I have been stateing sch 40 pvc., what type of SDR are we refering to?


----------



## Protech

See bold text for response



dayexco said:


> so what you're telling me...now bear in mind, i'm a lowly utility contractor...is that under normal circumstances...imagine for a second, that at depths of what you as a highly esteemed plumber install...my guess is 4' or shallower, that...well, hey, let's put it outside, out from underneath the concrete...but 4' deep...both properly installed, bedded, backfilled, compacted...you're telling me, that the sdr 3035 will fail, quicker than sched 40? *YES* with proper installation of both products, at the 4' depth, you would say the sdr35 would fail, but not the schedule 40? *I'm saying the thinner pipe is more likely to fail and will fail before the sch.40* and this professional opinion would be based on what kind of testing? *Mechanical impact testing, crush testing, chemical brake down, UV exposure, root infiltration etc.*when you do your youtube, please be explicit in your testing procedure, i.e....type of test equipment, gauging equipment,ambient temp, duration of test, etc. etc....the ole..."hey cletus, i dropped my 8 lb. sledge on this here sunburt piece of sdr 35, at 20 degrees F from 20' high...and it BROKE!...would not be considered very scientific, now would it? we need to invite a PE here, that would be able to professionally explain to you design criteria, and what all the nomenclature that is on the pipe, because it's apparent some of the posters have no clue as to what they mean. *It's real simple, you drop a weight from the same height on an old piece of pvc and a new piece of pvc. Then, you drop a weight on an old piece of sdr 35 and then an old piece of sch. 40*


----------



## rvaughnp

> so what you're telling me...now bear in mind, i'm a lowly utility contractor................

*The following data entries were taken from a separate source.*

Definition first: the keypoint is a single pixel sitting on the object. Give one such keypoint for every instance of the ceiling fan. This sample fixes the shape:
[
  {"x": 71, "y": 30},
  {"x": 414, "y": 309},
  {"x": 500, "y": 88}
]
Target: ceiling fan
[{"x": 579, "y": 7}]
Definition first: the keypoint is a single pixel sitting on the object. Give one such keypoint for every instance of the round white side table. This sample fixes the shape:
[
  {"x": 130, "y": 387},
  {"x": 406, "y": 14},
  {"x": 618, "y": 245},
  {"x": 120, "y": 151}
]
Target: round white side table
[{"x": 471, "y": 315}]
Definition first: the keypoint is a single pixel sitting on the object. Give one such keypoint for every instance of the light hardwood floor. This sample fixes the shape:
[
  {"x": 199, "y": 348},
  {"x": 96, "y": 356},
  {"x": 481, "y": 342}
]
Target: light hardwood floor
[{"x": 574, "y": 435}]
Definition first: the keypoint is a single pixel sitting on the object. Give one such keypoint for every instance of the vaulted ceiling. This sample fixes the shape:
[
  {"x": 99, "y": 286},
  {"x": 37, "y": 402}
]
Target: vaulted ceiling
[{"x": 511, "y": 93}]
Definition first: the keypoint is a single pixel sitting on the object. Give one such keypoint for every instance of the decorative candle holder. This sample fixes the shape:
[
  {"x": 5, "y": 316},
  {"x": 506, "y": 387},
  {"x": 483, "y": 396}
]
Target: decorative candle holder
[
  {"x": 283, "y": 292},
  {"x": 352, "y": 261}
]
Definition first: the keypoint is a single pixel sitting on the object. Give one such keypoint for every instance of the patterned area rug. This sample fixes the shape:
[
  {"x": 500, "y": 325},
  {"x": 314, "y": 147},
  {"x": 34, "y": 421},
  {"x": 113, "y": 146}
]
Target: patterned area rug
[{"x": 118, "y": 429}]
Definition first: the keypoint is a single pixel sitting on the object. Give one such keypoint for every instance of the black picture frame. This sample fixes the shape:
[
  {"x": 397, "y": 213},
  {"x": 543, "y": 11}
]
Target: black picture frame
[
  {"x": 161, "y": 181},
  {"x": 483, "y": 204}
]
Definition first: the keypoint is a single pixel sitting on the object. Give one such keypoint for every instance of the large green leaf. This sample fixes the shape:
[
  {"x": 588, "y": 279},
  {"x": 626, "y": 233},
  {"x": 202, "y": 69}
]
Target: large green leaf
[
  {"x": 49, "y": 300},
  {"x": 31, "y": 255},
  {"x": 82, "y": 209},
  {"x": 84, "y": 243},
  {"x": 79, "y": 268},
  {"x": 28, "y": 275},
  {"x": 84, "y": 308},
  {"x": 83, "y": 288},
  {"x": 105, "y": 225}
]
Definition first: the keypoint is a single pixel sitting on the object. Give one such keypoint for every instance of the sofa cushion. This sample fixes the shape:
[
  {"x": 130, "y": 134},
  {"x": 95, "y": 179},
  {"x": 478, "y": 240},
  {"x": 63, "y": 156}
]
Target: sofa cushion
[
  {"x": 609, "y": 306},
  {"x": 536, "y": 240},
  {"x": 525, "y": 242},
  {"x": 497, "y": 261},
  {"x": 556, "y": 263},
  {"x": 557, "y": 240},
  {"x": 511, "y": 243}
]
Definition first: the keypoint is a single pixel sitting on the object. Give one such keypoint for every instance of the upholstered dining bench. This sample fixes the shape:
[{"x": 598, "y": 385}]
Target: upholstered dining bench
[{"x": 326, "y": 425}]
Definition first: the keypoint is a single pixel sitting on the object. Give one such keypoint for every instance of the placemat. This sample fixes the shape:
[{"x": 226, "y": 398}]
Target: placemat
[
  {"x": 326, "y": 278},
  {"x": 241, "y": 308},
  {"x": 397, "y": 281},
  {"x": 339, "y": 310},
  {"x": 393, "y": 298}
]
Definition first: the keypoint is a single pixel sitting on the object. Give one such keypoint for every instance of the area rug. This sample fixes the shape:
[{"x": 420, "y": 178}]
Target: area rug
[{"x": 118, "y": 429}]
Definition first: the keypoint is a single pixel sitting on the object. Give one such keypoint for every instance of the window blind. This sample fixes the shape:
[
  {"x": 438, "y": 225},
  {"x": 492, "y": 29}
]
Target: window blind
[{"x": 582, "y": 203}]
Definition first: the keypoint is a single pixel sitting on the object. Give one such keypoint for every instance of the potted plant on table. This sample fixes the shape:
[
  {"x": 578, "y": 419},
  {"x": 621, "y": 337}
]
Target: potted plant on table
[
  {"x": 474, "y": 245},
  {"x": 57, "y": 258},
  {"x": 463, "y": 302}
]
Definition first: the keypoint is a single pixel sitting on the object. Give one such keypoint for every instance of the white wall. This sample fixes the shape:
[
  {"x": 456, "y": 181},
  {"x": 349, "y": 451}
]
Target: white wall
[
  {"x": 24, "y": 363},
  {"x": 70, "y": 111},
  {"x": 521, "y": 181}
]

To be honest with you guys... i am in the middle. If I were installing utilities i would use SDR(what ever thickness required) That is primarilly what it was manufactured and spec'd for. If i installed building sewer and building drains i would install sch 40 pvc (in the south, which i am.) If i where in the north i would be installing abs. 
- code
- cost
- environment
Would be the factures used to the pipe i used. We can, and are, beat this to death, raise it up again, and beat it to death again. I like brunnets and you like blondes. I like mine skinny, you like our rounded. You will probably see more blondes up north and i will see more brunnets down south. To each his on.
My fingers hurt, see you guys tomorrow.


----------



## Protech

:laughing:



rvaughnp said:


> To be honest with you guys... i am in the middle. If I were installing utilities i would use SDR(what ever thickness required) That is primarilly what it was manufactured and spec'd for. If i installed building sewer and building drains i would install sch 40 pvc (in the south, which i am.) If i where in the north i would be installing abs.
> - code
> - cost
> - environment
> Would be the factures used to the pipe i used. We can, and are, beat this to death, raise it up again, and beat it to death again. I like brunnets and you like blondes. I like mine skinny, you like our rounded. You will probably see more blondes up north and i will see more brunnets down south. To each his on.
> My fingers hurt, see you guys tomorrow.


----------



## dayexco

more likely to fail, that's like saying the tower of pisa will fall...it will, we think...just don't know when? not very scientific, now is it? bear in mind, i'm not disagreeing with you...about the thicker wall with the sched 40 makes it stronger...what i AM disagreeing with you is...is installed properly, they will have virtually the same service life. and if you guys are having the failures you claim to have on the board here...i'd rethink my methods of installation...even with your sched 40 products. 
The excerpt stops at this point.